White House National Security Council spokesman Gordon Johndroe said on Thursday that Bush would attend the October 17 ceremony at the U.S. Capitol.
"This will be the first time that a sitting U.S. president will appear with the Dalai Lama in a public event," the International Campaign for Tibet said.
Bush has previously met with the Dalai Lama at the White House.
The Dalai Lama who fled into exile in India after a failed uprising against communist rule in 1959 is branded by China as a "separatist." The Nobel Peace Prize winner says he only wants greater autonomy for the region.
The award ceremony will come just weeks after Bush's current efforts to try to persuade China to influence the military rulers of Myanmar to stop using force against protesters and to release political prisoners.

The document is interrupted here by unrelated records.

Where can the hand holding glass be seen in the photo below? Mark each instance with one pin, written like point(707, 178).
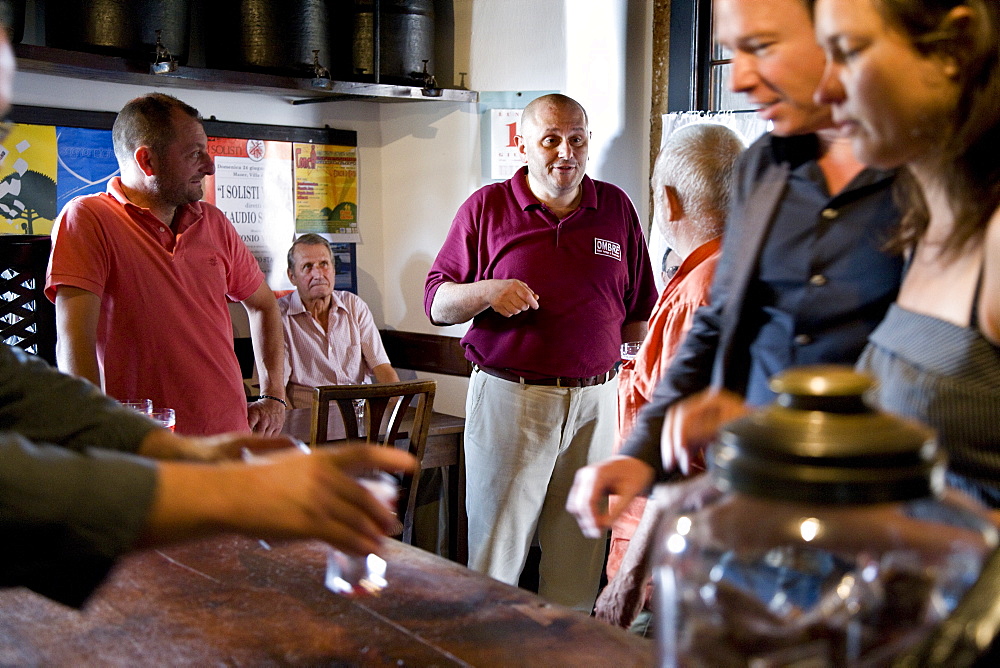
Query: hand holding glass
point(353, 576)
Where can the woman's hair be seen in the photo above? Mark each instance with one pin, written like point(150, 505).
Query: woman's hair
point(970, 165)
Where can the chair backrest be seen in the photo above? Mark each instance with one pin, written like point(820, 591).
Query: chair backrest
point(384, 405)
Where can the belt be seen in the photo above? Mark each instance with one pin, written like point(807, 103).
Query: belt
point(557, 382)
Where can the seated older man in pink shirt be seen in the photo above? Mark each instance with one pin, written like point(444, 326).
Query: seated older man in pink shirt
point(330, 336)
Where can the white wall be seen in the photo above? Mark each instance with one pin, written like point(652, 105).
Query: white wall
point(419, 160)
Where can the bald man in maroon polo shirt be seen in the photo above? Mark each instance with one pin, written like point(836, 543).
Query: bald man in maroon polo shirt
point(551, 267)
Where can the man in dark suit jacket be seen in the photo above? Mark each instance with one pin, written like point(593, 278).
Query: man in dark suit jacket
point(803, 278)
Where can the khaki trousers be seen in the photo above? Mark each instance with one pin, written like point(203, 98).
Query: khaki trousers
point(523, 446)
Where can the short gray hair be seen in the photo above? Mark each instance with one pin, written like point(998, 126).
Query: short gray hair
point(697, 161)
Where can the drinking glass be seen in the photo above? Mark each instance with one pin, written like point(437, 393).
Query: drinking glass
point(630, 350)
point(165, 416)
point(144, 406)
point(359, 576)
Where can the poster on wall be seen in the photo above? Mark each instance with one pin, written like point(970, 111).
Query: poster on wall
point(252, 185)
point(326, 191)
point(28, 180)
point(86, 160)
point(505, 159)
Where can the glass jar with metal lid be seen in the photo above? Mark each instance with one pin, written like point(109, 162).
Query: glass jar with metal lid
point(822, 534)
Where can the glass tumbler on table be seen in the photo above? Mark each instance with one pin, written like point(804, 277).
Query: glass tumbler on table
point(166, 417)
point(144, 406)
point(630, 350)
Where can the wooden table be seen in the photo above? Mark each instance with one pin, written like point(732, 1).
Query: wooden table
point(233, 601)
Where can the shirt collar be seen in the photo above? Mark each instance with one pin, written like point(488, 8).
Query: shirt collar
point(525, 198)
point(696, 257)
point(295, 305)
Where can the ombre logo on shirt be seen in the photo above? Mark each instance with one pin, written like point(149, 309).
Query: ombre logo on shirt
point(608, 248)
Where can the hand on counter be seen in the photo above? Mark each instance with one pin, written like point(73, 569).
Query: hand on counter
point(166, 445)
point(266, 416)
point(287, 494)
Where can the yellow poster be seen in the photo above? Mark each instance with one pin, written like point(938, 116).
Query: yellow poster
point(28, 180)
point(326, 190)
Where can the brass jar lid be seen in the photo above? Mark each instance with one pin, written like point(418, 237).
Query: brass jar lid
point(820, 442)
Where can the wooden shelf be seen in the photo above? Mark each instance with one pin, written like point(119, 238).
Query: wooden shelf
point(59, 62)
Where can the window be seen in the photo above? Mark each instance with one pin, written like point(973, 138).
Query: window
point(699, 68)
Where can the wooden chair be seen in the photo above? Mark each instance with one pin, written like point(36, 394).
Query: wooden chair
point(385, 405)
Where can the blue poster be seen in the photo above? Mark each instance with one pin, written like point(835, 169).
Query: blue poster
point(86, 163)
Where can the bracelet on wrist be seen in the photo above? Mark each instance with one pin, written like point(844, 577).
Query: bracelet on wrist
point(280, 401)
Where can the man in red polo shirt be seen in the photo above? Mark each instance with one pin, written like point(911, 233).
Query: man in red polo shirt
point(140, 276)
point(551, 267)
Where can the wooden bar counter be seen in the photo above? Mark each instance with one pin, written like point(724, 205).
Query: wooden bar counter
point(238, 602)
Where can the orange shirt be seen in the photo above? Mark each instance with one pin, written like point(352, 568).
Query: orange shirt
point(672, 317)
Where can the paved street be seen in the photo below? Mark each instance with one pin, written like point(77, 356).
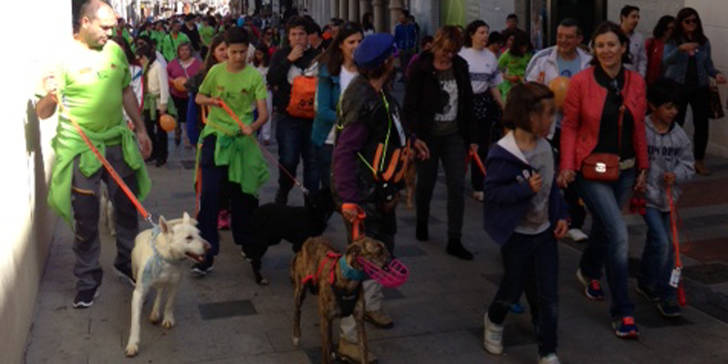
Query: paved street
point(227, 318)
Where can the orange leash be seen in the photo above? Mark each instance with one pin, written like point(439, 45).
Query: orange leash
point(357, 222)
point(270, 156)
point(676, 272)
point(145, 214)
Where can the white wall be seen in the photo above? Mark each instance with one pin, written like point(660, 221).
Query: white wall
point(25, 221)
point(714, 13)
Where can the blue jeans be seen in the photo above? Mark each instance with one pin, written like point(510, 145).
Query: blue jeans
point(294, 142)
point(531, 263)
point(658, 256)
point(609, 241)
point(323, 159)
point(242, 205)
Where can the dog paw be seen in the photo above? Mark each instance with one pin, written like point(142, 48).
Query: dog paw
point(131, 350)
point(168, 323)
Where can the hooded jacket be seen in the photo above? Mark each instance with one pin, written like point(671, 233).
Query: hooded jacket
point(507, 192)
point(363, 124)
point(668, 152)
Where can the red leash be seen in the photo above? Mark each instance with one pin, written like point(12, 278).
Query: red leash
point(145, 214)
point(675, 280)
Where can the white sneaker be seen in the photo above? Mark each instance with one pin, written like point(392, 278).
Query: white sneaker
point(549, 359)
point(576, 235)
point(492, 336)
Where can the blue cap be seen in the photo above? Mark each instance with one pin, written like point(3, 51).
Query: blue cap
point(374, 50)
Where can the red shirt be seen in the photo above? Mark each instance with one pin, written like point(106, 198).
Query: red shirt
point(583, 108)
point(175, 70)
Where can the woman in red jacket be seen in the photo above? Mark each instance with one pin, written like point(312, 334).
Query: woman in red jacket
point(603, 113)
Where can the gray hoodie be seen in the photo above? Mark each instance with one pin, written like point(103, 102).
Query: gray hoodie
point(668, 152)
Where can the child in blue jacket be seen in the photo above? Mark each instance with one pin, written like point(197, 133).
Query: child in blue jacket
point(525, 213)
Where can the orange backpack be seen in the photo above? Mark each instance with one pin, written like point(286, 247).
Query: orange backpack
point(303, 93)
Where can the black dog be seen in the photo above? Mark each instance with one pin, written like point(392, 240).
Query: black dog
point(273, 223)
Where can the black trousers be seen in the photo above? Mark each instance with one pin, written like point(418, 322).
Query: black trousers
point(158, 136)
point(242, 205)
point(698, 100)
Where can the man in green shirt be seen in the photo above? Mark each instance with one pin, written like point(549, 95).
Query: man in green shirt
point(207, 32)
point(172, 41)
point(92, 85)
point(229, 158)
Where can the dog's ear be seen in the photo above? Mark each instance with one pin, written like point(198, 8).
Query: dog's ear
point(186, 218)
point(163, 225)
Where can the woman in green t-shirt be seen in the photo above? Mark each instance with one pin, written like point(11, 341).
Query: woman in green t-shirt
point(513, 62)
point(229, 157)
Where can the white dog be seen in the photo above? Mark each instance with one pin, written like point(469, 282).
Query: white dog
point(157, 261)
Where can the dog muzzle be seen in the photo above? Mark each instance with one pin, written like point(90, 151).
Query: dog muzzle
point(392, 275)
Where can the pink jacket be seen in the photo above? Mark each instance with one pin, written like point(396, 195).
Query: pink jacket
point(583, 108)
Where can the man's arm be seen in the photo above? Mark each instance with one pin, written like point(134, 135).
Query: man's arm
point(132, 109)
point(46, 106)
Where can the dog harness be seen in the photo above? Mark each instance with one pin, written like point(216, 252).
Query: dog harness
point(345, 299)
point(153, 266)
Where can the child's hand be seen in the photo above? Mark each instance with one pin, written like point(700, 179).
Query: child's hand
point(562, 227)
point(669, 178)
point(536, 181)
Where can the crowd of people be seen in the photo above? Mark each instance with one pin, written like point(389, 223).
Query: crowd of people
point(551, 155)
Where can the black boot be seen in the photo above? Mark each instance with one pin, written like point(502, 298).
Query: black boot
point(456, 249)
point(421, 233)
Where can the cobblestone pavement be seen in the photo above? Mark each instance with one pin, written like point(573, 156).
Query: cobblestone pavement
point(227, 318)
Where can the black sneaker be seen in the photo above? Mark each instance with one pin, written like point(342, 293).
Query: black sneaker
point(669, 308)
point(281, 198)
point(421, 233)
point(85, 298)
point(124, 272)
point(456, 249)
point(201, 269)
point(647, 293)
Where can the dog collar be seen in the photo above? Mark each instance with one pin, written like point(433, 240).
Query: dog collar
point(349, 272)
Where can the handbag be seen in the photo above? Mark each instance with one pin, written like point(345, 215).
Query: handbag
point(716, 109)
point(604, 167)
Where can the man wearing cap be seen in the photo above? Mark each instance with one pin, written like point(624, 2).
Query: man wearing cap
point(370, 130)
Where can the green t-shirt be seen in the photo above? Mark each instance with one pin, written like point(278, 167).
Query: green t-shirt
point(240, 153)
point(206, 34)
point(239, 91)
point(90, 88)
point(170, 44)
point(91, 84)
point(511, 66)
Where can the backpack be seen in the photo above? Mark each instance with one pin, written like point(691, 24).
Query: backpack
point(303, 95)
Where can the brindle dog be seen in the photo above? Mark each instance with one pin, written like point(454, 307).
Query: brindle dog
point(306, 264)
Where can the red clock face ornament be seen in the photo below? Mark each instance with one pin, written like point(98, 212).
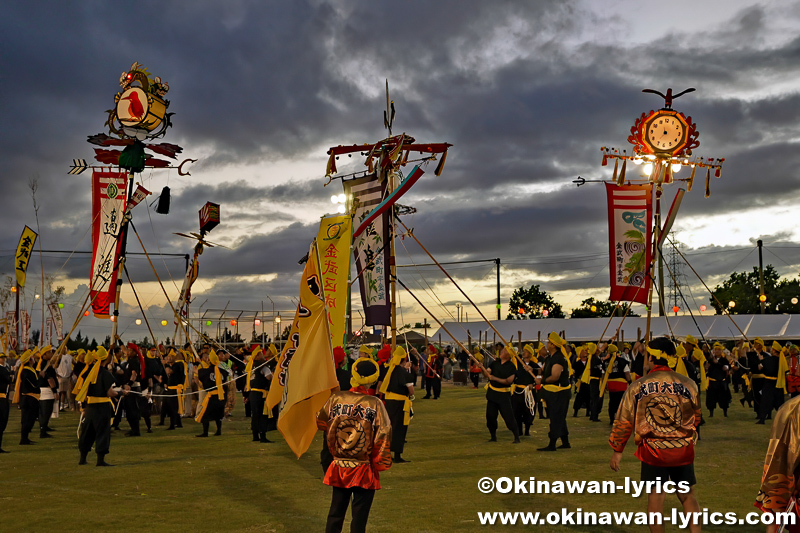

China chided German Chancellor Angela Merkel this week for hosting the Dalai Lama and demanded Berlin take action to repair damage to bilateral ties.
Chinese Foreign Ministry spokeswoman Jiang Yu said China was "strongly dissatisfied" that Merkel, who met the Dalai Lama at the Chancellery in Berlin on Sunday, ignored repeated protests by Beijing.
Critics have accused China of repressing religious freedom in Tibet, but Beijing counters by saying it invests large amounts of money every year to modernize the underdeveloped region.